於是我慚愧地一拱手,「不瞞嫂子說,我娘子家在秦中大亂前倒也是富甲一方,繡活本來是不錯的,只是這幾年流離失所的,繡活恐是生疏得很哪,還望嫂子見諒。」
「不妨事的,莫先生,」昌發嫂子掩著嘴笑道,「你們這些讀書人說話總是酸溜溜的,實在有趣。先生放心,我們這些大老孃們,繡活也是不能和大家千金比的,不過是趁著農閒納些鞋底,繡個毛巾什麼的,明兒就讓你家的過來吧。」說罷,便不再理我,拉著幾個媳婦笑著離開了,一邊走,還一邊好像還在竊竊私語著這個莫先生真酸。
咦?我很酸嗎?不管了。
我走在回去的路上,心想,段月容若是真去了,他好歹也得有個名字什麼的吧,於是晚飯後,我說了昌發家的意思,出乎我的意料,段月容冷著臉把睡著的夕顏放在床上,點點頭竟然同意了。

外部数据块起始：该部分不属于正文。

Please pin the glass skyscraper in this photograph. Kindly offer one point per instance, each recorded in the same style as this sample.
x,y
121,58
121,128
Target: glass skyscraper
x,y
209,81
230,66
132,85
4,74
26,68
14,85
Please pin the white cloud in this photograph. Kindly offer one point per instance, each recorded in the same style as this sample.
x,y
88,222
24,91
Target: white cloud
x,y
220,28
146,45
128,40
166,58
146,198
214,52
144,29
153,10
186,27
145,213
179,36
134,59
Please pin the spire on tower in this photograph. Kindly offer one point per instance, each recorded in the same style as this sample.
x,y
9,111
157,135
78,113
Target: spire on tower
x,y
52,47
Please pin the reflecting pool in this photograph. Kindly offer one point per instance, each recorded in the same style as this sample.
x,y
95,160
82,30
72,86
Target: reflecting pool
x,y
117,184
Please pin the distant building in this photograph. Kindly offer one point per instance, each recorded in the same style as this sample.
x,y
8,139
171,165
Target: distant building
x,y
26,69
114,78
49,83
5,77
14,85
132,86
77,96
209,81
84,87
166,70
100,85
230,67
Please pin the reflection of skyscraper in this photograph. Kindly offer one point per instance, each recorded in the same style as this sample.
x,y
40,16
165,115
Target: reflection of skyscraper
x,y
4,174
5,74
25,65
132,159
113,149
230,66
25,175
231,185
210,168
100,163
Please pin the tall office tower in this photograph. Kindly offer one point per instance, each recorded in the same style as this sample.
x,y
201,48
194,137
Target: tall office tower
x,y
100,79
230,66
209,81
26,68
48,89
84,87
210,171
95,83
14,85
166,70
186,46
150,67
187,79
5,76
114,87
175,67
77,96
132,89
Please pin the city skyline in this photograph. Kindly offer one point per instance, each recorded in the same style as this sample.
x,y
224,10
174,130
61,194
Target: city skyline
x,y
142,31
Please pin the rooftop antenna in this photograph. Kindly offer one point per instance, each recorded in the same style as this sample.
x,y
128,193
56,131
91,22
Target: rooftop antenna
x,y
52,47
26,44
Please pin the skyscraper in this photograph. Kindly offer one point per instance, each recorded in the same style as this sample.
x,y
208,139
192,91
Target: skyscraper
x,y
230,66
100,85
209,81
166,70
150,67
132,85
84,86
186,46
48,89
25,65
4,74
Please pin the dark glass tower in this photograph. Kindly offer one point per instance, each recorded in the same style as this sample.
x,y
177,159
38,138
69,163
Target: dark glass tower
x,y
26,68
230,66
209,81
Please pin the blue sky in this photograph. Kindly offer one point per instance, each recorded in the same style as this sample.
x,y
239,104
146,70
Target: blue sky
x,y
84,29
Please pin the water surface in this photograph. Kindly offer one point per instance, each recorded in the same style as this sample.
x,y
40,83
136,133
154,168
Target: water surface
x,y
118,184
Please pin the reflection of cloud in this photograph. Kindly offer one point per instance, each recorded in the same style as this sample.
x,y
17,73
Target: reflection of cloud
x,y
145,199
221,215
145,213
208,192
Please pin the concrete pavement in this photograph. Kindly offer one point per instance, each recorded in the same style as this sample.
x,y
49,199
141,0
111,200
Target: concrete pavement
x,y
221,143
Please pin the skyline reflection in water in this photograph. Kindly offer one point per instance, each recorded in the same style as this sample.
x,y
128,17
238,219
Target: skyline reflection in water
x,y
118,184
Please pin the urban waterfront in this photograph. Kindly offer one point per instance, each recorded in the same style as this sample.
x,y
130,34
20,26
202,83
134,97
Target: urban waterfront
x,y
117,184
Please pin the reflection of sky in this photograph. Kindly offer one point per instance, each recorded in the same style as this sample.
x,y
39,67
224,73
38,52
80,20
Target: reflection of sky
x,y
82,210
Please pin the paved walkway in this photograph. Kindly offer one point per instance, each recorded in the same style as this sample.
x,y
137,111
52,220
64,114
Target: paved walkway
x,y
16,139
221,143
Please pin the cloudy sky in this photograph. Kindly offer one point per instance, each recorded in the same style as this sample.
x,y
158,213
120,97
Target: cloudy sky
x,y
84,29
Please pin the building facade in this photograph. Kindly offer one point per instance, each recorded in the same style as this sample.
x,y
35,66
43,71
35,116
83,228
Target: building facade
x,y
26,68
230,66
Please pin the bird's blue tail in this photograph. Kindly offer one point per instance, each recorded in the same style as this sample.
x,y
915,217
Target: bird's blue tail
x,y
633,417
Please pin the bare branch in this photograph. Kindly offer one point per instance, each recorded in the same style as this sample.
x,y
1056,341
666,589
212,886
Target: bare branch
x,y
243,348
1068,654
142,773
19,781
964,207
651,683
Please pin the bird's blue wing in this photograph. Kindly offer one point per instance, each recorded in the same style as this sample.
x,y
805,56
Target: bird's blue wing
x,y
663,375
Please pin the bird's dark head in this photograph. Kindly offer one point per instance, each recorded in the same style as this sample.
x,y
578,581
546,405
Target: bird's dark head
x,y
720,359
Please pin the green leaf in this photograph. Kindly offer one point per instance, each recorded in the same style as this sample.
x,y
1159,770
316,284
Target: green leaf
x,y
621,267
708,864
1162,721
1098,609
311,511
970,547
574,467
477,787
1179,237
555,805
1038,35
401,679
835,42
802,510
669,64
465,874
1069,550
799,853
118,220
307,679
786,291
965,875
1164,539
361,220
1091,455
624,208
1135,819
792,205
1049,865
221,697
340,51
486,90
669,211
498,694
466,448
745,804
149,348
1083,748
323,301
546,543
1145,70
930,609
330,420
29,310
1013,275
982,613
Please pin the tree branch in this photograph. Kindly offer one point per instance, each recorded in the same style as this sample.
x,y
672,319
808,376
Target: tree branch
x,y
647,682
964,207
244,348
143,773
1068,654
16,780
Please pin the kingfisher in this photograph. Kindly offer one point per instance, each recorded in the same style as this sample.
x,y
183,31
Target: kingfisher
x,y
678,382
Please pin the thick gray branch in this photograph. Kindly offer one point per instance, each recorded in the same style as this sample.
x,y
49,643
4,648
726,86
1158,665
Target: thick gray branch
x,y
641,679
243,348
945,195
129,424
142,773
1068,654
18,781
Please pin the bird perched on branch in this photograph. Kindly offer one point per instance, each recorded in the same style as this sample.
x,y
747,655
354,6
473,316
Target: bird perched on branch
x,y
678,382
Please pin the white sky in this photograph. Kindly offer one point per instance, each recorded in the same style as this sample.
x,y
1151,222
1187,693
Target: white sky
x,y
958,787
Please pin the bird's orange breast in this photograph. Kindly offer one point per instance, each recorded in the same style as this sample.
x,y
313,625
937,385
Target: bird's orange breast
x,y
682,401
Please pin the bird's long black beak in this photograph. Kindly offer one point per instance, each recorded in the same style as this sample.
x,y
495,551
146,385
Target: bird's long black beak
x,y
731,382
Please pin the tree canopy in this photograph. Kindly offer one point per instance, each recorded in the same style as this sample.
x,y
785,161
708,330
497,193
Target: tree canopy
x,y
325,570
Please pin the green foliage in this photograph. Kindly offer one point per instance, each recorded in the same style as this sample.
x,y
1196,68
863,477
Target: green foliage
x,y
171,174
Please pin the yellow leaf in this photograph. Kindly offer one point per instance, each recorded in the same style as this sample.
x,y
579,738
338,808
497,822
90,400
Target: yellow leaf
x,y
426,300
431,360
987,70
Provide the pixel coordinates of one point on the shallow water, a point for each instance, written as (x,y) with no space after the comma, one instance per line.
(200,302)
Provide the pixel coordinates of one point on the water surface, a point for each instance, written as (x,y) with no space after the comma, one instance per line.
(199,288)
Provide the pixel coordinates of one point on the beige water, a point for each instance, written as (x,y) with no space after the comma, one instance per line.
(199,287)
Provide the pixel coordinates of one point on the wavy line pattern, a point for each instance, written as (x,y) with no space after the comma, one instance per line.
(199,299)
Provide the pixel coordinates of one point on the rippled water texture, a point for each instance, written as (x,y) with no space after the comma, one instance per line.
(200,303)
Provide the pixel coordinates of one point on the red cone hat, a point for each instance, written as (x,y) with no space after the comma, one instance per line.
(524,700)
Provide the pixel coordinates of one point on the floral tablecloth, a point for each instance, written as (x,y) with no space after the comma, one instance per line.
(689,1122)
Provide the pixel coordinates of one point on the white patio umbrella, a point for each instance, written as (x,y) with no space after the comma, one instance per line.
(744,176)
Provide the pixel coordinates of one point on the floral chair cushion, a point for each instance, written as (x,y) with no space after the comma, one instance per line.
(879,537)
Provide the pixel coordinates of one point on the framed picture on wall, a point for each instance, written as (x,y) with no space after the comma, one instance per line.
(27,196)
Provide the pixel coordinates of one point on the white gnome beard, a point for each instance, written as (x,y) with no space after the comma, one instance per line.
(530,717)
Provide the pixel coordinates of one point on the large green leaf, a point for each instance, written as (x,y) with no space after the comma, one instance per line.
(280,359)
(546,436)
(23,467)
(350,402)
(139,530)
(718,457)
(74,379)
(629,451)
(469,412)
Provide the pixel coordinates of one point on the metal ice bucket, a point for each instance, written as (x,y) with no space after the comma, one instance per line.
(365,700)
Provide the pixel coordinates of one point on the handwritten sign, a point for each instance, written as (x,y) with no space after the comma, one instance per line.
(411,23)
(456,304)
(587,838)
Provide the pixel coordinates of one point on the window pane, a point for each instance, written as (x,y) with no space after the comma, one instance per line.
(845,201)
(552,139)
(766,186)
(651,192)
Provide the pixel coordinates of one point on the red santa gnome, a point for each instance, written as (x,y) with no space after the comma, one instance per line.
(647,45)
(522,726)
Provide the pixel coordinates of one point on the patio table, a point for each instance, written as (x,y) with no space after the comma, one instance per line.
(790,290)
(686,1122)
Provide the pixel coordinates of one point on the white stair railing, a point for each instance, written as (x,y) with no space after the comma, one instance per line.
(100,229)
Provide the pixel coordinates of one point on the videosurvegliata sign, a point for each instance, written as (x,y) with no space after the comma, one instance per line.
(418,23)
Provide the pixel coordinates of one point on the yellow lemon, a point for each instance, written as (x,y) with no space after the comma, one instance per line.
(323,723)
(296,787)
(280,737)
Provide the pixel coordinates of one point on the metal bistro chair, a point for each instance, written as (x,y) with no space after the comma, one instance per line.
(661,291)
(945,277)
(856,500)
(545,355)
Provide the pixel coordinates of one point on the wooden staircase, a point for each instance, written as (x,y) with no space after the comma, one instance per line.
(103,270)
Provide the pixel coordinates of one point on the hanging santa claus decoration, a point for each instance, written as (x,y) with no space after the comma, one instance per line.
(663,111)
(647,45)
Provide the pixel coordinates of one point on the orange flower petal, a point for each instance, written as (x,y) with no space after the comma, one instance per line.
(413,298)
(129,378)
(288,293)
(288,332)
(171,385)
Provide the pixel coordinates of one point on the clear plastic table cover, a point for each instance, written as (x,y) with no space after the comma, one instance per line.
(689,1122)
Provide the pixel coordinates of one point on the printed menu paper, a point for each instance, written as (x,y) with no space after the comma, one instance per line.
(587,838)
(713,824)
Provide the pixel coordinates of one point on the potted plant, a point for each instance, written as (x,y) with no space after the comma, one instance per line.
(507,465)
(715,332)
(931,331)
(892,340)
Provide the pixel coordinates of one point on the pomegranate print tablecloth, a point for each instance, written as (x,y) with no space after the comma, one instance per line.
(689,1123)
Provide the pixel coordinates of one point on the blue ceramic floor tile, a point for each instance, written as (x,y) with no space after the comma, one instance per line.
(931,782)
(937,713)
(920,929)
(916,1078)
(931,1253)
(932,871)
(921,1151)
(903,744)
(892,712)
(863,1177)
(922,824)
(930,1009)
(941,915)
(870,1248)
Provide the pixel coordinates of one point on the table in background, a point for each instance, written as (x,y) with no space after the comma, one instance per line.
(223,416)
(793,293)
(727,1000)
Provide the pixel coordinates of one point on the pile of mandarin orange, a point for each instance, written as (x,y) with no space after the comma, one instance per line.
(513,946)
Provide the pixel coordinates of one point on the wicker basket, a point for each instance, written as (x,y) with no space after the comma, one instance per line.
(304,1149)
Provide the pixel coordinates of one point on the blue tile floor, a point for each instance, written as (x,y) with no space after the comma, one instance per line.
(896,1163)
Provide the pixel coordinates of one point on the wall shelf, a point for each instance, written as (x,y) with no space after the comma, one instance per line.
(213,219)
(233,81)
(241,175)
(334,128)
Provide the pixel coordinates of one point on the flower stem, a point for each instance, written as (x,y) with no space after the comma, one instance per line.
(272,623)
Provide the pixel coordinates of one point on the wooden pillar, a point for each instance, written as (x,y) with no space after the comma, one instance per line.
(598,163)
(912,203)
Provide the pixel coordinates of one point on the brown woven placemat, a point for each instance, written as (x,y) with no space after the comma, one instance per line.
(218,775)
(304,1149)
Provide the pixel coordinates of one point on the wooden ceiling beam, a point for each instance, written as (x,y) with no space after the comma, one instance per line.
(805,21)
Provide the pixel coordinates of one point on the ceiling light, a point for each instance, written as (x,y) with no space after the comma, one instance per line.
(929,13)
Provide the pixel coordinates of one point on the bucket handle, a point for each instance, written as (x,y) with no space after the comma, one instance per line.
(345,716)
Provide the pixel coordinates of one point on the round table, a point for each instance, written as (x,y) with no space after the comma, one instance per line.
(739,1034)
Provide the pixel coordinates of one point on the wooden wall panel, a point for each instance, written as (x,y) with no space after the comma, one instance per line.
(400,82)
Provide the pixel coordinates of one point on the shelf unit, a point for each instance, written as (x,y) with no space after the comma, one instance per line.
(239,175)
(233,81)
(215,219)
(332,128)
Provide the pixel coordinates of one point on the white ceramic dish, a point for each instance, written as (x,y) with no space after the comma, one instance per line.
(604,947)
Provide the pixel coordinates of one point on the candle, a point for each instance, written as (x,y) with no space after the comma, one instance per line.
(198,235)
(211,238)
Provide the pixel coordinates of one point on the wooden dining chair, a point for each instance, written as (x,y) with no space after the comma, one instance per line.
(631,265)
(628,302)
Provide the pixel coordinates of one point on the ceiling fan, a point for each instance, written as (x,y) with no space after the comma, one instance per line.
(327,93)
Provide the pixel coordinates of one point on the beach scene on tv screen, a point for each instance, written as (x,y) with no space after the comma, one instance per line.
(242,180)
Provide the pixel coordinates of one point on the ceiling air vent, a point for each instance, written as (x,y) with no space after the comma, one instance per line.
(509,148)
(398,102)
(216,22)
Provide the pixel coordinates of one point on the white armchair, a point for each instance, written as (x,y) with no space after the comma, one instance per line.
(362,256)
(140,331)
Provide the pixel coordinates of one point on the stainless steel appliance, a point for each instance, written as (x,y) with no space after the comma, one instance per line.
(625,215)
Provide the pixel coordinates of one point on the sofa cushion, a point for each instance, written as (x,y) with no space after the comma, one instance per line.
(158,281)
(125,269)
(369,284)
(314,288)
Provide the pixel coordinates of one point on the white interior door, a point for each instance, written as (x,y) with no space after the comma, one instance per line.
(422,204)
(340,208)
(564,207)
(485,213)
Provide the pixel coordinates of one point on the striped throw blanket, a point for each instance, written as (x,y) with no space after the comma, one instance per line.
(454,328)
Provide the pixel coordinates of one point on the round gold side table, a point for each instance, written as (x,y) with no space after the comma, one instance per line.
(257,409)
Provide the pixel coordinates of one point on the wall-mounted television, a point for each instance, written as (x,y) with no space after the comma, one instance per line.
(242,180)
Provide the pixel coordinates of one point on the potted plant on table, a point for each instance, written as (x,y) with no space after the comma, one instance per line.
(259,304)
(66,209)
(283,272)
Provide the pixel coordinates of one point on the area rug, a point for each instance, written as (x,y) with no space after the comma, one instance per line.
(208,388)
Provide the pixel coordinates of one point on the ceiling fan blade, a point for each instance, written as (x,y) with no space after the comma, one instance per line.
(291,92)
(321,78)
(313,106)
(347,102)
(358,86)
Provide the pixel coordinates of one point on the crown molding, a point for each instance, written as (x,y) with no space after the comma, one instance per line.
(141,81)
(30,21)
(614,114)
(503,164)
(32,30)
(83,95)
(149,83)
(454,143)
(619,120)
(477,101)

於是我說道:「女孩子總是喜歡問東問西的,她們定會問你閨名,你總得想個名字,才好應付。」
段月容瞥了我一眼,歪斜地坐在那隻快散了架的椅子上,手撐著腦袋。
我等了許久,他老先生還是那副德性,我實在忍不住了,噔噔噔地跑到他面前,「你到底想好了叫什麼了沒有,你的名字。」
他懶懶地道:「隨便。」
啥,隨便?
我壓住火氣,「這個名字不好,不如這樣吧,山杏如何?」
「哼!」
「翠花?」
「寨子東邊那個大胖壞丫頭就叫這個蠢名字。」
他是在說族長的大女兒君翠花吧!
「哦!不過也不要這樣說人家女孩子,這樣會傷害人家感情的。」教書教多了,不由自主地用循循善誘的口氣說道,「那叫大辣椒?棗花、巧姑、春花、香草……」我把我能記得的前世看過的所有關於農村的電視連續劇的女孩子名字都叫了出來,然而我那屋裡的只是在那裡不停地發著一系列的嘆詞。
切!哈!哼!哧……
我說得口乾舌燥,到後來他連嘆詞也沒有了,一回頭,卻見他的鼻子吹著泡泡,原來不知不覺已然睡著了。我怒火中燒,一腳踢過去,他和椅子一起摔在地上,我恨恨地踹著他,「你、叫、金、三、順!」
他抓住我的一隻「金蓮」,慢慢爬起來,口中滿是嘲諷,「家裡就這麼一張能坐的椅子,孩子她爹,請息怒。」
「那孩子她娘,你到底叫什麼?」我咬牙切齒地抽回一隻腳。
他凝著臉,看了看窗外,李樹上的花朵靜靜綻放,幽香悄然飄進我們的鼻間,溪水裡映著玉鉤,隨波光似碎瓊浮於水面,又若往事輕釦心扉,我不禁有些恍然。
「朝珠,」他開口道,「我的名字就叫朝珠。」
我開口欲言,然而他的思緒似已飛到遠方,望著他幽遠迷離的紫瞳,我終是不忍再說什麼。
於是我成了君家寨一個老實的農民,有了一個叫夕顏的女兒,還有一個紫眼睛的美麗而陰陽怪氣的妻——朝珠。